According to Section 14 of the POSH (Prevention, Prohibition, and Redressal) Act 2013, women can be penalized for filing bogus complaints. Although it is clearly outlined in the Act that the incapability to authenticate a claim would not be punishable, it has been found that the existence of this clause itself deters women from filing any complaints.
In the case of Usha C.S vs. Madras Refineries, witnessed by the Madras High Court, the employee stated that she was denied her study leave with pay, salary, and promotion since she refused the advances of the general manager of her department. A complaint committee was established, but the employee, for some reason, continuously delayed the inquiry hence it was concluded that her allegations of sexual harassment were purely a weapon used to negotiate for a promotion, study leave and pay which was opposed to company policy. The bench further dismissed it as a frivolous complaint. (Source: Legal Service India).
The Delhi High Court, in Anita Suresh vs. Union of India & Ors, in recent times imposed a fine of INR 50,000 on a lady who had filed a grievance of workplace sexual harassment but was unable to corroborate the same for lack of evidence or witnesses to authenticate her case (Source: Legal Service India).
The biggest challenge women face in making a complaint is that it is easily concluded that most women who are making a complaint under the POSH Act are misusing the Act for their personal benefits.

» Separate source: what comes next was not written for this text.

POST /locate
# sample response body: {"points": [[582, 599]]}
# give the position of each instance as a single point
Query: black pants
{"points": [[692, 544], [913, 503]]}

But the question here is how does one evaluate whether a complaint is malicious or genuine? Does lack of evidence prove the complaint to be bogus? Or do some hidden facts necessitate them as malicious? Additionally, how do you prove the intent behind the complaint to be malicious? Lack of evidence to prove the claim does not corroborate the complaint as malicious. These are some questions that the Internal Committee must consider before dismissing a claim as malicious so that justice can be served upon the complainant.